Well read the bible and let me know what you think.


There is a more detailed discussion about the Genesis 3 text over at The Flaming Heretic? (a super sweet moravian theo-blogger)


3 comments:

Jeff said...

You make a good point. Well put.

Zach Roberts said...

I am surprised you did not address this from the angle of how impoverished a literal reading of the creation story is.

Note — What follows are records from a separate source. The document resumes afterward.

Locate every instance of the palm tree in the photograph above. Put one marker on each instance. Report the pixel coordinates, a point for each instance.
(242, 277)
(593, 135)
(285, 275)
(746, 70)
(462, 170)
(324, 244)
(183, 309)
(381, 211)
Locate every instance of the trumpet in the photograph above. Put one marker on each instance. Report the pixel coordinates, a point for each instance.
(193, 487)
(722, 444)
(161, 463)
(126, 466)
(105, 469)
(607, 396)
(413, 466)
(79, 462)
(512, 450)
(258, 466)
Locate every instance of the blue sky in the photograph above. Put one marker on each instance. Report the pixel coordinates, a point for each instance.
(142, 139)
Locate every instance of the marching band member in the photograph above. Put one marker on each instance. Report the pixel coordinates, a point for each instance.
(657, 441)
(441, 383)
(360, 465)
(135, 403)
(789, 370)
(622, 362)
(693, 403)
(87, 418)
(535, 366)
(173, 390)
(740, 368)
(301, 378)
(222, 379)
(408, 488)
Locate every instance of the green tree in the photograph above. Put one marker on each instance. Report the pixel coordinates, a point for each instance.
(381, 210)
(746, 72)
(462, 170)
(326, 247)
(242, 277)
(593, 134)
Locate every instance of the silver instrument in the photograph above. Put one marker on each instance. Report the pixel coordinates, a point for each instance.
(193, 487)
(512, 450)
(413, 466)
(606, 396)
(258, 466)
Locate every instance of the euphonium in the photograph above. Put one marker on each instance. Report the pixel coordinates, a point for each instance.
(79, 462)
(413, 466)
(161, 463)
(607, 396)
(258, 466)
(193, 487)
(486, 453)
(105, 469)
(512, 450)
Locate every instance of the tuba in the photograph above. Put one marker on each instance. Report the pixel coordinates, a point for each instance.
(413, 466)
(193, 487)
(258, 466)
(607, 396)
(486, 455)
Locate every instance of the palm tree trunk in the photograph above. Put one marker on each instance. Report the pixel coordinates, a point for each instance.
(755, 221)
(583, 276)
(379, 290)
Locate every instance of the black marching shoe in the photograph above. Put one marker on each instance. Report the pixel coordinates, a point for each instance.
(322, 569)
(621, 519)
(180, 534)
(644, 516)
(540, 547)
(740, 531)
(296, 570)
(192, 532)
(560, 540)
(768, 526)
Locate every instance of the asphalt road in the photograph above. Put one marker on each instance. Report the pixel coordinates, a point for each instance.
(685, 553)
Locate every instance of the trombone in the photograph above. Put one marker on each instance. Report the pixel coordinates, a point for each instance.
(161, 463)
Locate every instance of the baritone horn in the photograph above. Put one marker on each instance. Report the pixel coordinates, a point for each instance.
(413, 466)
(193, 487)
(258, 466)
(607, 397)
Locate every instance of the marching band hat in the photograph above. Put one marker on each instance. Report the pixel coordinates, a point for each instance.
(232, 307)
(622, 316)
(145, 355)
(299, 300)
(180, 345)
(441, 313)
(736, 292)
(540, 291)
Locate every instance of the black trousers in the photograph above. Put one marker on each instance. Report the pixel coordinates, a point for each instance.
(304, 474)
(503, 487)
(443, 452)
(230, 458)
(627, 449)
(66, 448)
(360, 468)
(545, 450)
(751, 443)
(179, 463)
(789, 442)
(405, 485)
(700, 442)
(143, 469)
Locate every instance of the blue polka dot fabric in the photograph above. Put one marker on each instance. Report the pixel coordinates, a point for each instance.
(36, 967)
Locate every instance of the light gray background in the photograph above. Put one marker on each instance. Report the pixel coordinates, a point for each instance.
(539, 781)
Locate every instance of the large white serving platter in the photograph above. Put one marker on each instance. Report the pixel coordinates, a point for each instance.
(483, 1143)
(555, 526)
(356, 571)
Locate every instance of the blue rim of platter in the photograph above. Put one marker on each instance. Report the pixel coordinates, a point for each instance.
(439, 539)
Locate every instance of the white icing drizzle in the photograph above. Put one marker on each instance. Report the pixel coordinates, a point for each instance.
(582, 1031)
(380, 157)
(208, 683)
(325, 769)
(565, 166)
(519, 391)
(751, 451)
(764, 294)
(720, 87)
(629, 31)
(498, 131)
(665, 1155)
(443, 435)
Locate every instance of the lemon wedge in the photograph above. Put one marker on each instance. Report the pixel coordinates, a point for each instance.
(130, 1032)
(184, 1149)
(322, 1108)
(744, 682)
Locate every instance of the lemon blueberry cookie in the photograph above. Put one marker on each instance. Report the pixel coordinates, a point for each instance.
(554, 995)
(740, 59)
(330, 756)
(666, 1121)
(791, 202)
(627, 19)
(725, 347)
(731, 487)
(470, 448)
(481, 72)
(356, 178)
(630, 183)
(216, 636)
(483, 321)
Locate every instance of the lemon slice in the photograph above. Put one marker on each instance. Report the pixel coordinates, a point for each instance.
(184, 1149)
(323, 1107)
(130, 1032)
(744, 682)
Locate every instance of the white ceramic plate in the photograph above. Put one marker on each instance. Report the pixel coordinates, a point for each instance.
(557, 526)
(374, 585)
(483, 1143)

Of course, as you said, there are a multiplicity of impoverished angles to approach this from.

Converse on!

stephen said...

Very interesting points. Here's another point in the story to consider. Why didn't Adam try to stop Eve? Was he tempted all along to eat from the tree, and wanted to see if God's warning of death would come true? In other words, was Eve a guinea pig? And, when she didn't keel over right away, did Adam then figure God's warning was a lie?

Then Adam goes on to blame Eve, and God(!) for all the trouble that follows.

As I see it, Adam was the first pastor, Eve was his flock, and he did a pretty rotten job of it.

I think you are right in your main point. The Fall wasn't caused by conversation, but a lack of it.